Macroscopic description
Biopsy from the left lower gingiva comprising a cream-to-tan soft tissue fragment measuring 4 x 3 x 2 mm.
Microscopic description
Oral squamous mucosa is present with coarse pigmented material in the subepithelial connective tissue. No dysplasia or malignancy.
Conclusion
Oral mucosal biopsy: Features consistent with an amalgam tattoo.
Output:
{
"document_is_histopathology_report_flag": true,
"report_contains_pathology_diagnosis_flag": true,
"report_metadata": null,
"sections": {
"clinical_information_desc": "Pigmented lesion involving the oral mucosa.",
"macroscopic_description_desc": "Biopsy from the left lower gingiva comprising a cream-to-tan soft tissue fragment measuring 4 x 3 x 2 mm.",
"microscopic_description_desc": "Oral squamous mucosa is present with coarse pigmented material in the subepithelial connective tissue.
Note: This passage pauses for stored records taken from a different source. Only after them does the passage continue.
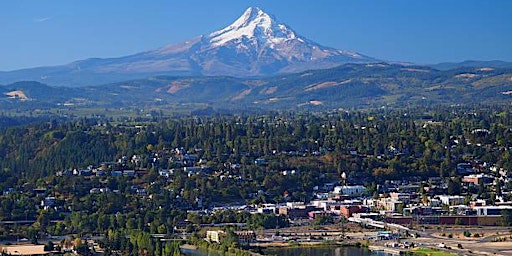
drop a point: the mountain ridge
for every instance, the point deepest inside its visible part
(347, 86)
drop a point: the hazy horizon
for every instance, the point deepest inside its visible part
(46, 33)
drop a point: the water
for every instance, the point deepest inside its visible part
(300, 251)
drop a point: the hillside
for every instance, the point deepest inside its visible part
(346, 86)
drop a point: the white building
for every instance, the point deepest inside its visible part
(452, 200)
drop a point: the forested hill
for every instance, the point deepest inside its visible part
(388, 145)
(347, 86)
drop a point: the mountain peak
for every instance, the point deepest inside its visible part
(255, 25)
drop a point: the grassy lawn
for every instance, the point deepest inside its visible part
(430, 252)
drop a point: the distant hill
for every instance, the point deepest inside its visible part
(346, 86)
(472, 64)
(256, 44)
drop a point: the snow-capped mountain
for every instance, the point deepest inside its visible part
(255, 44)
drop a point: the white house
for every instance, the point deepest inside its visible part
(356, 190)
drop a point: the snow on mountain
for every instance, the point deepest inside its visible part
(255, 25)
(255, 44)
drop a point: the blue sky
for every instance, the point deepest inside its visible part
(51, 32)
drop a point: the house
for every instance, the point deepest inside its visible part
(451, 200)
(214, 236)
(492, 210)
(48, 202)
(349, 210)
(465, 168)
(356, 190)
(478, 178)
(245, 237)
(388, 204)
(260, 161)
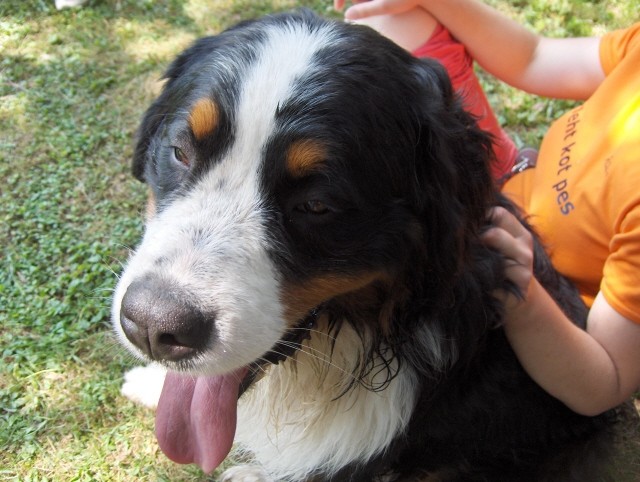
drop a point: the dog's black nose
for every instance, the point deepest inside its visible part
(157, 319)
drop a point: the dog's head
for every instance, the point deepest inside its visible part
(295, 162)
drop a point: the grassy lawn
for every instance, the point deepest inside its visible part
(73, 85)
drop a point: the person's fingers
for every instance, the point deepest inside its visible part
(502, 218)
(376, 7)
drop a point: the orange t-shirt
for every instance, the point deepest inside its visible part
(584, 195)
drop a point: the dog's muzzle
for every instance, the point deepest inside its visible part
(158, 319)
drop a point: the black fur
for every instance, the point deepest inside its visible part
(408, 185)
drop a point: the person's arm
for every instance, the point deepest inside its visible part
(590, 371)
(565, 68)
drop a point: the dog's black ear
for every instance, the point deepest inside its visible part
(154, 117)
(453, 154)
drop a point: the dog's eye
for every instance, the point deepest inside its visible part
(313, 207)
(181, 157)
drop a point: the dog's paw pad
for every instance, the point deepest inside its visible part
(244, 473)
(143, 385)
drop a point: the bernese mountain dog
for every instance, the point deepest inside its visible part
(311, 273)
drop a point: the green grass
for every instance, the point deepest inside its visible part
(73, 85)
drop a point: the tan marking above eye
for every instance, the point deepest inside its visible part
(204, 118)
(305, 155)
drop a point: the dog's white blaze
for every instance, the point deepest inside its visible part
(212, 240)
(306, 426)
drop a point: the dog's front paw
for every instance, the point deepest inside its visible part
(245, 473)
(143, 385)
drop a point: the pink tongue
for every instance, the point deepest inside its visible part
(196, 418)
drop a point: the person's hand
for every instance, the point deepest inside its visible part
(362, 9)
(508, 236)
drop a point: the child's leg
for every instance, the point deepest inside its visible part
(418, 32)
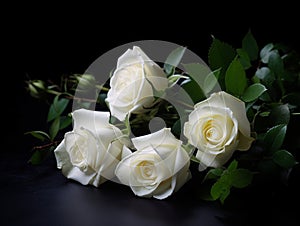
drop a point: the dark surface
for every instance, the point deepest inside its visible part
(41, 195)
(47, 48)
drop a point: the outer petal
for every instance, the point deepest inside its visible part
(82, 177)
(163, 136)
(61, 155)
(123, 169)
(90, 120)
(70, 171)
(237, 107)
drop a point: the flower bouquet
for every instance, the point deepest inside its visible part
(145, 112)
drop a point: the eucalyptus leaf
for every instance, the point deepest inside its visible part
(249, 44)
(280, 115)
(176, 128)
(276, 63)
(174, 59)
(266, 75)
(65, 121)
(220, 54)
(274, 137)
(194, 86)
(241, 178)
(213, 174)
(253, 92)
(57, 108)
(54, 128)
(219, 189)
(193, 90)
(244, 58)
(292, 98)
(211, 82)
(235, 78)
(284, 159)
(232, 166)
(265, 52)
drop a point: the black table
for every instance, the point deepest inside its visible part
(41, 195)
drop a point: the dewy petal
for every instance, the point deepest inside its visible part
(244, 142)
(163, 136)
(90, 120)
(207, 160)
(132, 56)
(61, 155)
(82, 177)
(237, 107)
(123, 169)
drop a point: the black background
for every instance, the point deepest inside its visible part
(46, 42)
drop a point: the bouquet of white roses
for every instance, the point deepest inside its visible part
(152, 117)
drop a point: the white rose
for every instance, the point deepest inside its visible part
(89, 154)
(158, 168)
(132, 81)
(217, 127)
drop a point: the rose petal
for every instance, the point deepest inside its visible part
(90, 120)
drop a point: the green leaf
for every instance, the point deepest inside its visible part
(220, 190)
(244, 58)
(265, 52)
(39, 135)
(194, 87)
(280, 115)
(266, 75)
(233, 165)
(54, 128)
(284, 159)
(65, 121)
(211, 81)
(276, 63)
(224, 195)
(241, 178)
(220, 54)
(57, 108)
(193, 90)
(253, 92)
(174, 59)
(249, 44)
(235, 78)
(274, 137)
(292, 98)
(213, 174)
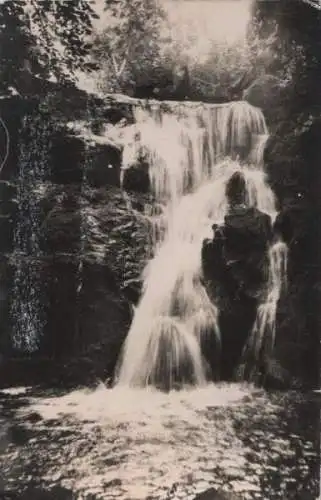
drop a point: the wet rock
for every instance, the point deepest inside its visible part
(214, 494)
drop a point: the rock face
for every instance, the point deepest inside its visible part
(89, 243)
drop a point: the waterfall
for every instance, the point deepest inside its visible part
(28, 293)
(192, 150)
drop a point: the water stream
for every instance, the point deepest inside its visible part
(192, 151)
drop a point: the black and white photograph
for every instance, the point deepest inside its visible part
(160, 249)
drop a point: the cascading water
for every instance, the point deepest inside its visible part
(192, 151)
(28, 296)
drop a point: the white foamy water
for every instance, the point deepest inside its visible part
(146, 441)
(192, 151)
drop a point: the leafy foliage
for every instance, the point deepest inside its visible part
(41, 39)
(128, 48)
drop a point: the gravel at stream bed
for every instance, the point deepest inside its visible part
(146, 445)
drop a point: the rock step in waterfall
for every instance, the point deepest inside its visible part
(191, 152)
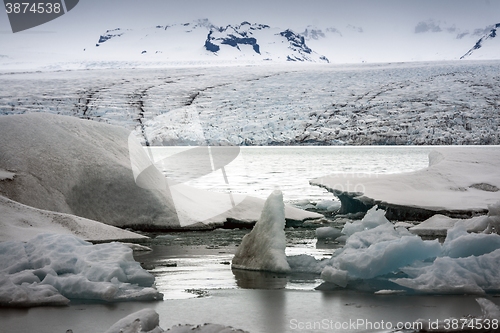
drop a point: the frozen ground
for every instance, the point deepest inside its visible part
(402, 103)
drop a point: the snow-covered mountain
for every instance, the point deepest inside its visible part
(202, 39)
(488, 47)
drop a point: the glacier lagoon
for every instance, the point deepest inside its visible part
(192, 270)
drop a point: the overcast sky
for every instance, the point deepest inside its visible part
(96, 15)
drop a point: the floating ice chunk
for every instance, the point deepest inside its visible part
(327, 232)
(50, 269)
(471, 275)
(328, 205)
(263, 248)
(143, 321)
(389, 292)
(205, 328)
(373, 218)
(489, 309)
(460, 243)
(304, 263)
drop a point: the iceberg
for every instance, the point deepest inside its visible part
(148, 321)
(263, 248)
(327, 232)
(143, 321)
(51, 269)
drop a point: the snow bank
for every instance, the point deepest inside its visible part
(86, 168)
(458, 182)
(148, 321)
(21, 223)
(50, 269)
(264, 247)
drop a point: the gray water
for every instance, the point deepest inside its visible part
(192, 268)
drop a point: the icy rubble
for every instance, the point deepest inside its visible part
(21, 223)
(264, 247)
(72, 166)
(377, 251)
(489, 321)
(51, 269)
(459, 181)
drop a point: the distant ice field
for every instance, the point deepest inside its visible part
(432, 103)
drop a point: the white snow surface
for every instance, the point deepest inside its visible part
(21, 223)
(438, 225)
(327, 232)
(51, 269)
(439, 103)
(146, 320)
(263, 248)
(458, 178)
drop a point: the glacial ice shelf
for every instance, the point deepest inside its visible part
(459, 182)
(51, 269)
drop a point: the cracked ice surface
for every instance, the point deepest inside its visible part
(416, 103)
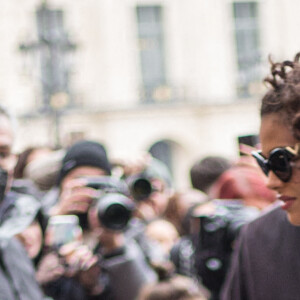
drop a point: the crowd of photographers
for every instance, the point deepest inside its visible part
(75, 225)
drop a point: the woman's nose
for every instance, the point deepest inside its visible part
(273, 182)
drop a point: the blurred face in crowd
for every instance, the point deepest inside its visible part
(275, 133)
(159, 199)
(32, 238)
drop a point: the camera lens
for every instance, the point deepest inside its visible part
(141, 189)
(114, 211)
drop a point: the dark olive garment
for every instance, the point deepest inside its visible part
(266, 261)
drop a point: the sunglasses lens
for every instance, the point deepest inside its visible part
(261, 162)
(280, 164)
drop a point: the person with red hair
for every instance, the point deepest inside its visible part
(246, 183)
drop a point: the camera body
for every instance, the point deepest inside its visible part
(114, 207)
(215, 239)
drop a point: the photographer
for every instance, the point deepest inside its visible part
(116, 255)
(17, 279)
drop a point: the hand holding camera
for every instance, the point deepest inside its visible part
(76, 197)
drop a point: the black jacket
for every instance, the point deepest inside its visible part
(266, 263)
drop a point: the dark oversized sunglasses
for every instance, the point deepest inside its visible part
(279, 161)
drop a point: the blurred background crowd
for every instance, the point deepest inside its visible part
(124, 143)
(95, 228)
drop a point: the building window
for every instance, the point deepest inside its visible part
(151, 48)
(247, 46)
(162, 150)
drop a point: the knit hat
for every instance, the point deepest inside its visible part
(84, 153)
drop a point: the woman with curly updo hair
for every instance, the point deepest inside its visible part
(266, 262)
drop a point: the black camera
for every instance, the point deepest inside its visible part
(114, 207)
(216, 236)
(140, 187)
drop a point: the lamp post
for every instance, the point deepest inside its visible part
(52, 49)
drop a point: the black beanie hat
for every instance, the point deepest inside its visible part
(84, 153)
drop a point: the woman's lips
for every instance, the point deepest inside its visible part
(287, 201)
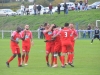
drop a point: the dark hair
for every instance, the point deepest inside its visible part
(45, 24)
(66, 24)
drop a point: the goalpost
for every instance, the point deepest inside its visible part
(97, 22)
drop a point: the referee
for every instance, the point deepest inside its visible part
(96, 34)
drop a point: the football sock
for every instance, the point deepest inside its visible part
(55, 60)
(23, 57)
(70, 58)
(63, 60)
(47, 57)
(11, 58)
(19, 61)
(52, 60)
(60, 59)
(26, 58)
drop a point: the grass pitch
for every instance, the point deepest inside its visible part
(86, 62)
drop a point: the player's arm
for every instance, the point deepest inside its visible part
(76, 35)
(55, 35)
(23, 37)
(12, 39)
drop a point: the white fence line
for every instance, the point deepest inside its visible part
(38, 33)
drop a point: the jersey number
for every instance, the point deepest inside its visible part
(65, 34)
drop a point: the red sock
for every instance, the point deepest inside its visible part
(55, 60)
(47, 57)
(11, 58)
(26, 58)
(68, 58)
(19, 61)
(71, 58)
(52, 60)
(60, 59)
(63, 60)
(23, 57)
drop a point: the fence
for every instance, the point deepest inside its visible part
(37, 34)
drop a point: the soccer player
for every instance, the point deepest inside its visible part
(74, 36)
(57, 45)
(66, 43)
(49, 43)
(15, 36)
(26, 44)
(96, 34)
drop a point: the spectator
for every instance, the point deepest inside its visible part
(50, 8)
(34, 7)
(27, 10)
(84, 33)
(22, 9)
(76, 6)
(81, 5)
(39, 9)
(65, 8)
(59, 8)
(89, 28)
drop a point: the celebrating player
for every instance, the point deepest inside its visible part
(49, 43)
(26, 44)
(73, 37)
(15, 36)
(96, 34)
(57, 45)
(66, 43)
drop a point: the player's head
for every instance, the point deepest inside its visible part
(19, 29)
(71, 25)
(27, 27)
(66, 25)
(46, 25)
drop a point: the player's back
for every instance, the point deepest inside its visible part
(73, 34)
(48, 35)
(65, 34)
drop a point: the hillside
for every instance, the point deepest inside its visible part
(82, 19)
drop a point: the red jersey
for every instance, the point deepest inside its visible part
(28, 36)
(73, 34)
(16, 36)
(48, 35)
(57, 32)
(65, 34)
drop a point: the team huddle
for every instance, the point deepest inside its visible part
(26, 37)
(60, 42)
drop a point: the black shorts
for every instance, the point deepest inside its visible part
(96, 36)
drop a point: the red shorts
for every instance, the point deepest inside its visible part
(57, 47)
(26, 48)
(67, 47)
(15, 49)
(49, 47)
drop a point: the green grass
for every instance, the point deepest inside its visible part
(82, 19)
(87, 60)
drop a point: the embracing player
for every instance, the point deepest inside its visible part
(73, 37)
(49, 42)
(66, 43)
(26, 44)
(57, 45)
(96, 34)
(15, 36)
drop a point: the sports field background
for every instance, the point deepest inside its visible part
(87, 60)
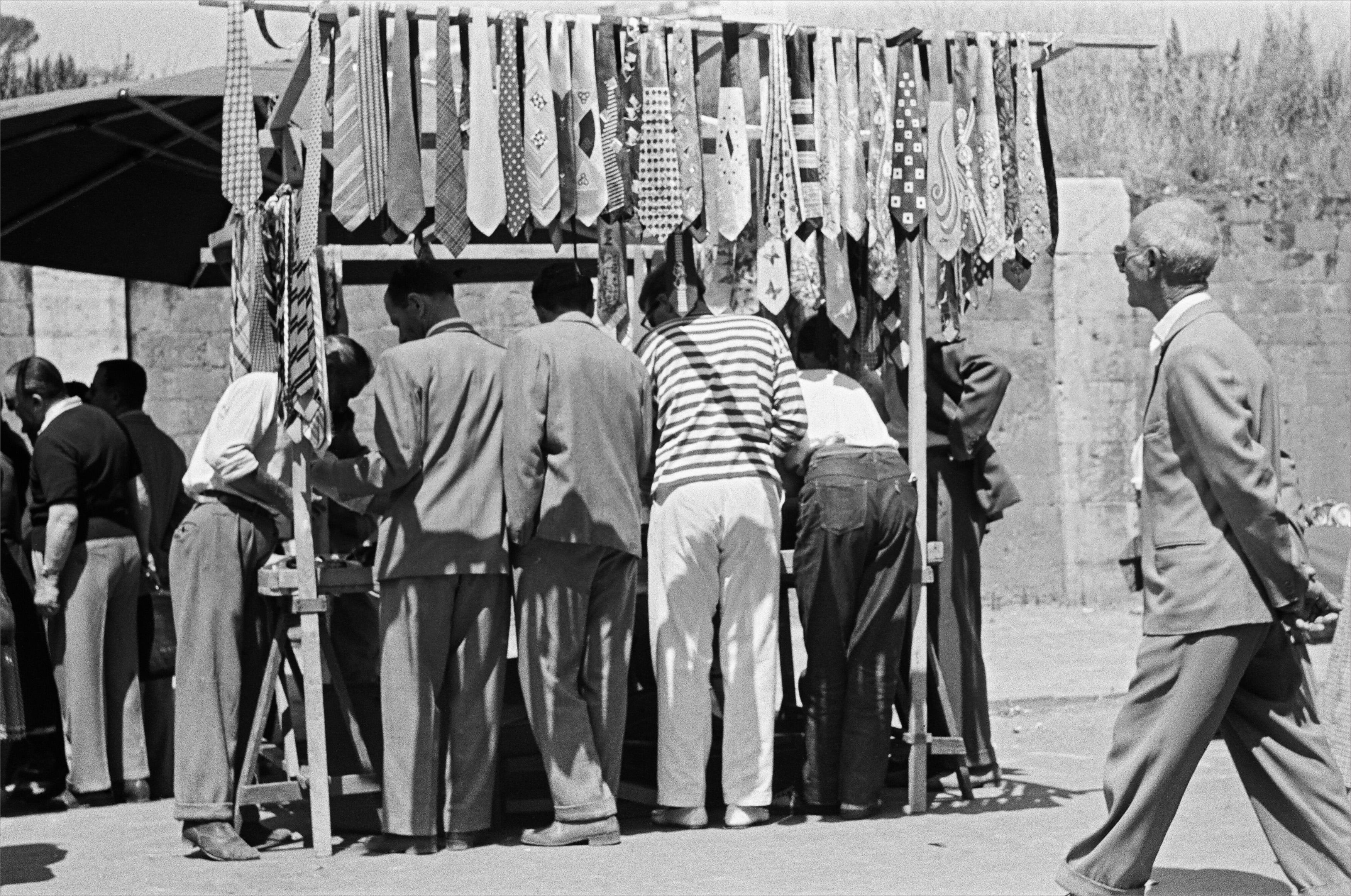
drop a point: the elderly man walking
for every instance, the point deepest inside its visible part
(577, 410)
(729, 406)
(1223, 590)
(442, 566)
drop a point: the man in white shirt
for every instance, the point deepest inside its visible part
(856, 545)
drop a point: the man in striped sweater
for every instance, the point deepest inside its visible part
(729, 406)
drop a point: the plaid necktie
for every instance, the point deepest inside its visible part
(734, 164)
(541, 146)
(349, 199)
(403, 183)
(452, 224)
(686, 119)
(853, 169)
(607, 83)
(241, 172)
(371, 81)
(487, 202)
(910, 168)
(513, 141)
(988, 157)
(827, 132)
(804, 132)
(592, 194)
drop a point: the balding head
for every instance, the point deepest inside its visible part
(1185, 235)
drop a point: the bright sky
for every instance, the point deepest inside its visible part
(167, 37)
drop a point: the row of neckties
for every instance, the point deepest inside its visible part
(549, 119)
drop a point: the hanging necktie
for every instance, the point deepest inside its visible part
(829, 132)
(371, 81)
(1007, 115)
(910, 167)
(514, 145)
(804, 132)
(988, 159)
(853, 169)
(541, 126)
(561, 81)
(403, 183)
(592, 194)
(452, 224)
(734, 165)
(241, 172)
(659, 165)
(607, 86)
(487, 203)
(881, 237)
(686, 121)
(945, 191)
(349, 199)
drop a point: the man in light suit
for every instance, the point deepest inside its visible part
(1223, 588)
(577, 441)
(442, 566)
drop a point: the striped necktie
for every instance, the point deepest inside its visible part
(349, 199)
(487, 202)
(513, 142)
(853, 171)
(452, 224)
(241, 172)
(592, 192)
(541, 145)
(371, 81)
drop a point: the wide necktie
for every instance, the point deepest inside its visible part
(659, 165)
(403, 183)
(734, 164)
(804, 132)
(686, 122)
(452, 224)
(541, 126)
(853, 168)
(607, 86)
(829, 132)
(487, 203)
(592, 192)
(945, 184)
(989, 161)
(375, 126)
(910, 167)
(1006, 111)
(241, 172)
(508, 113)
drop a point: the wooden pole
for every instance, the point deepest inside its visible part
(918, 728)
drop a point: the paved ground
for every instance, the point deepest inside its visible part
(1008, 841)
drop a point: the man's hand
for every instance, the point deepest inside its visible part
(1315, 611)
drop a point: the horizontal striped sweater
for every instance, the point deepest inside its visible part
(729, 400)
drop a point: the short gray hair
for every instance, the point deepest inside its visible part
(1185, 233)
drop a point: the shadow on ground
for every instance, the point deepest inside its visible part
(1176, 882)
(29, 863)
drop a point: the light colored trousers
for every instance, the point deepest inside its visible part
(1245, 682)
(94, 656)
(442, 663)
(715, 547)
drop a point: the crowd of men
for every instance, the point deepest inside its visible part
(534, 480)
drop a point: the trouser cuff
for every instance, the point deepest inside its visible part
(205, 811)
(1080, 886)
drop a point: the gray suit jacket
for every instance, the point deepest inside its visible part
(438, 457)
(577, 435)
(1218, 549)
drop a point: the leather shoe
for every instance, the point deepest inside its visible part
(600, 833)
(218, 842)
(402, 844)
(137, 791)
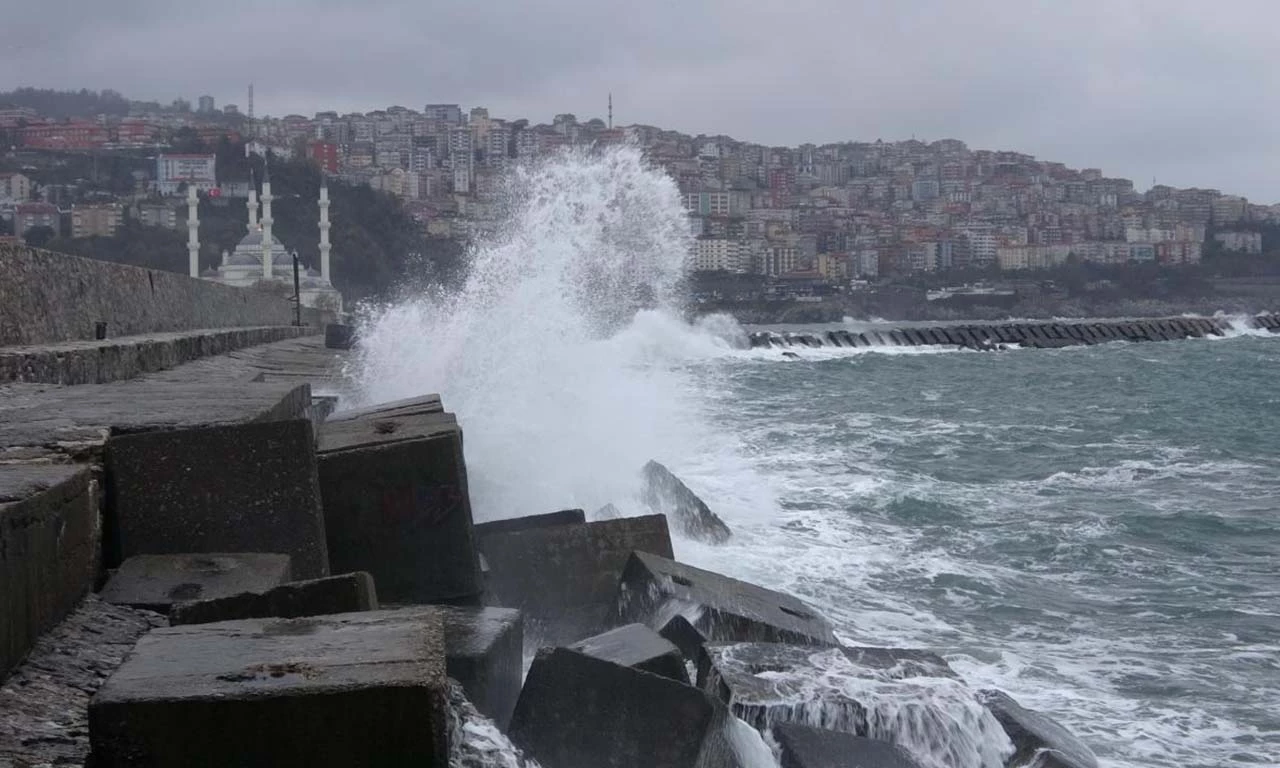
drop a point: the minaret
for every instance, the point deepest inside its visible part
(252, 204)
(192, 229)
(266, 223)
(324, 229)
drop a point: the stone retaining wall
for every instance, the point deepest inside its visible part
(49, 297)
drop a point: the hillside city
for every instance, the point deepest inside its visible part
(809, 214)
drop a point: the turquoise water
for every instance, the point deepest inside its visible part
(1092, 529)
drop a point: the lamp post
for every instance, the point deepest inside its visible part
(297, 293)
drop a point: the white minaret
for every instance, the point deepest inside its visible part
(266, 223)
(192, 231)
(252, 204)
(324, 229)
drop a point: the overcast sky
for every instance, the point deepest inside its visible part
(1184, 91)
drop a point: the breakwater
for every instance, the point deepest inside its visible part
(1043, 336)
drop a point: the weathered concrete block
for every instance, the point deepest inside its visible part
(339, 337)
(803, 746)
(357, 689)
(397, 504)
(159, 581)
(315, 597)
(1038, 739)
(243, 488)
(577, 711)
(636, 645)
(484, 649)
(663, 492)
(411, 406)
(530, 521)
(48, 551)
(909, 698)
(653, 589)
(565, 579)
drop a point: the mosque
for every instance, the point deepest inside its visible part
(260, 256)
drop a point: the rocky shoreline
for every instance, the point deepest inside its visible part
(259, 580)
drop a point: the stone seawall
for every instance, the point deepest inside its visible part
(1043, 336)
(49, 297)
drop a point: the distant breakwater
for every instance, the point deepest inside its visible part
(1045, 336)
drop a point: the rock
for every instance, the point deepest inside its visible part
(636, 645)
(484, 649)
(316, 597)
(803, 746)
(396, 504)
(909, 698)
(159, 581)
(1040, 740)
(48, 551)
(357, 689)
(654, 589)
(576, 711)
(664, 493)
(242, 488)
(565, 577)
(530, 521)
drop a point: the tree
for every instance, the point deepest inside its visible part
(39, 237)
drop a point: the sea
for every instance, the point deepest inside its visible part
(1093, 530)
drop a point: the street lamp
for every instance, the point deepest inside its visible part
(297, 292)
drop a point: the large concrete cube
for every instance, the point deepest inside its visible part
(357, 689)
(577, 711)
(48, 551)
(484, 649)
(241, 488)
(314, 597)
(565, 577)
(654, 589)
(397, 504)
(636, 645)
(158, 581)
(803, 746)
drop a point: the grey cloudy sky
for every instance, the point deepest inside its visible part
(1184, 91)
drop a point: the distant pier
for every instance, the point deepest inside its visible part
(1043, 336)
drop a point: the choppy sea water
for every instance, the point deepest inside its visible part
(1095, 530)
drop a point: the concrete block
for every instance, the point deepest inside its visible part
(357, 689)
(484, 649)
(339, 337)
(397, 504)
(663, 492)
(159, 581)
(909, 698)
(530, 521)
(48, 551)
(1038, 739)
(653, 589)
(411, 406)
(577, 711)
(803, 746)
(565, 579)
(315, 597)
(636, 645)
(242, 488)
(685, 636)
No dysplasia or malignancy.",
"formatted_conclusion_desc": "Oral mucosal biopsy: Features consistent with an amalgam tattoo."
},
"specimens": [
{
"part_id": null,
"specimen_label_desc": "left lower gingiva",
"site_category": "oral_cavity",
"site_desc": "left lower gingiva",
"laterality": "left",
"procedure_type": "biopsy",
"procedure_desc": "biopsy",
"specimen_size_desc": "4 x 3 x 2 mm",
"macroscopic_desc": "Biopsy from the left lower gingiva comprising a cream-to-tan soft tissue fragment measuring 4 x 3 x 2 mm.",
"microscopic_desc": "Oral squamous mucosa is present with coarse pigmented material in the subepithelial connective tissue. No dysplasia or malignancy.",
"diagnoses": [
{
"diagnosis_name_desc": "Features consistent with an amalgam tattoo",
"diagnosis_category": "non_neoplastic",
"diagnosis_desc": "Features consistent with an amalgam tattoo.",
"is_primary_diagnosis": true
}
],
"tumours": null,
"ihc_results": null,
"lymph_node_findings": null
}
],
"overall_diagnoses": null,
"addenda": null
}Use oncollamaschemav3/validate.py to validate JSON against the schema.
The default prompt template is in oncollamaschemav3/prompts/infer_prompt.txt. Use create_system_prompt() to inject the schema into the prompt.